L’Ours ne veut pas du vote obligatoire

Pour augmenter le taux de participation aux votations et élections, une députée proposait une série de mesures, dont certaines, radicales.

Le gouvernement veut avancer progressivement avec le vote en ligne: d’abord pour les Bernois de l’étranger, puis pour ceux domiciliés dans le canton. A-Key

Philippe Oudot

La Suisse a beau être un joyau démocratique, une majorité de ses citoyens se désintéressent de la chose publique. Preuve en est le taux de participation aux élections et votations que la députée Anita Luginbühl-Bachmann (PBD, Krattigen) qualifiait de «horriblement bas», dans une motion déposée en janvier dernier. Le taux de participation «ne dépasse presque jamais les 50%. Non seulement ce faible taux fausse les résultats, mais il met en péril le système politique de notre pays», déplorait-elle.

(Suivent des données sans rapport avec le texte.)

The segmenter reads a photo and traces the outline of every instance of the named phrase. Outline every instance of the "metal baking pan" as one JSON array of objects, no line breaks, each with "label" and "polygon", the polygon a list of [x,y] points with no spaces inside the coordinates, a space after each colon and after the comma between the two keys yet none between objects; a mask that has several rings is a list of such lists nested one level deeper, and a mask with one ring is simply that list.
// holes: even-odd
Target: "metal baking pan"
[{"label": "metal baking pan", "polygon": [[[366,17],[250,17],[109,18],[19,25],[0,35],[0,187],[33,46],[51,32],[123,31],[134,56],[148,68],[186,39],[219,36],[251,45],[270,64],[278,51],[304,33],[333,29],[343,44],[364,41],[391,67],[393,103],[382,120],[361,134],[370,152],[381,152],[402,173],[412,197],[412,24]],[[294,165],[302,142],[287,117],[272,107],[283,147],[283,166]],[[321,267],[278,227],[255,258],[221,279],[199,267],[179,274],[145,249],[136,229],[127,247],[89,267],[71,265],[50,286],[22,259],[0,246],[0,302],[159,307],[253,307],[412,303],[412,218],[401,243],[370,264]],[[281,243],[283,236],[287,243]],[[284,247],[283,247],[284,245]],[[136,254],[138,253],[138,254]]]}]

Pour revigorer la démocratie directe et améliorer les habitudes de vote, notamment chez les jeunes, l’élue faisait trois propositions. D’abord, elle chargeait le Conseil exécutif de «remettre le projet de vote électronique sur le métier et de le faire avancer rapidement».

Ensuite, de modifier les bases légales pour que les citoyens qui votent par correspondance sur les objets fédéraux, cantonaux et communaux n’aient plus à payer le port, comme c’est le cas dans certaines communes qui envoient des enveloppes de vote préaffranchies.

Aux urnes, sinon l’amende
Elle allait même plus loin en demandant de «rendre obligatoire la participation aux votations et élections fédérales, cantonales et communales jusqu’à l’âge de 65 ans». Et celles et ceux qui n’assumeraient pas leur devoir civique sans excuse plausible devraient s’acquitter d’une amende dont le montant serait fixé par le canton, tout comme la répartition du produit de celle-ci.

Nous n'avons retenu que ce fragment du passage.